My current company is ingesting data from S3 to Snowflake using Informatica. After the data ingestion job is completed, we are adding a new entry to table called "INFORMATICA_JOBS" that contains the schema and table name, the number of rows processed and the timestamp.
INFORMATICA_JOBS table in snowflake:
| table | rows | timestamp |
|---|---|---|
| schema_A.table1 | 123 | 2023-06-06 13:02 |
I need to monitor this table and if the "rows" column is 0 for any of the tables then I need to login to Informatica and manually run the mapping task and see if the table has been populated. I have been trying to automate this and what I came up with is that - I can create a TASK in snowflake that returns the count of rows where the "rows" column is 0 i.e.

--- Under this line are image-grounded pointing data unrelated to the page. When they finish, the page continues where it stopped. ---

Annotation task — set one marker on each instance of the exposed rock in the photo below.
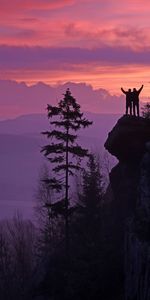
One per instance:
(127, 139)
(137, 246)
(130, 184)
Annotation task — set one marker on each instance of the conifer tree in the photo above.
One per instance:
(63, 150)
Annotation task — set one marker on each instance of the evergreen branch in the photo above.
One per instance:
(59, 135)
(58, 208)
(78, 150)
(53, 110)
(71, 114)
(66, 124)
(53, 148)
(83, 122)
(56, 159)
(53, 183)
(64, 167)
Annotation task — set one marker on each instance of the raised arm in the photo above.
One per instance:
(123, 91)
(140, 89)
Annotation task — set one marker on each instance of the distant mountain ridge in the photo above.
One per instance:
(19, 98)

CREATE OR REPLACE TASK CheckTableForZeroRowsTask
WAREHOUSE = warehouse_name
SCHEDULE = 'DAILY'
AS
USE ROLE dev_role;
USE WAREHOUSE warehouse_name;
SELECT COUNT(*) FROM schema_A.table_name WHERE rows=0;
But I am not sure how to trigger the Informatica mapping task to run if the above Snowflake task says that the "rows" column does have 0.

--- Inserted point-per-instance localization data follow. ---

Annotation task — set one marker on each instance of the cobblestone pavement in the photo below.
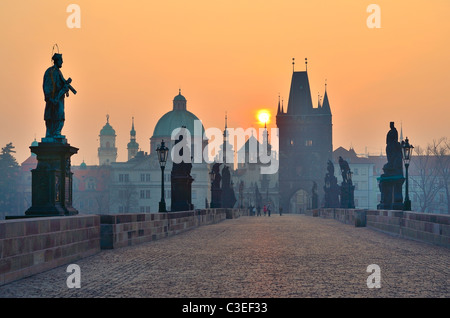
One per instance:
(278, 256)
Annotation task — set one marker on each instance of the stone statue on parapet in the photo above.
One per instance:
(55, 89)
(393, 153)
(344, 169)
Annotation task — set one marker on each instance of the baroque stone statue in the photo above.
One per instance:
(55, 89)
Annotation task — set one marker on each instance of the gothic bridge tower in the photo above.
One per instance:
(305, 142)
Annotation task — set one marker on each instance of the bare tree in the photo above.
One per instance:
(424, 178)
(441, 151)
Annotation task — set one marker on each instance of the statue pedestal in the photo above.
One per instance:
(52, 179)
(347, 195)
(391, 192)
(216, 200)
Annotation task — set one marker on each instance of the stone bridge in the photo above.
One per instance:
(233, 255)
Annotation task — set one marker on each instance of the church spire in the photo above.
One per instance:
(326, 104)
(278, 104)
(401, 131)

This task you've created runs
DAILY.It's not possible to make API calls from within Snowflake Task - as per the Snowflake docs they are used to manipulate data:
You should consider creating Informatica Taskflow, schedule it to run daily, run the query
SELECT COUNT(*) FROM schema_A.table_name WHERE rows=0;and for each resulting row call appropriate taskflow API to run them.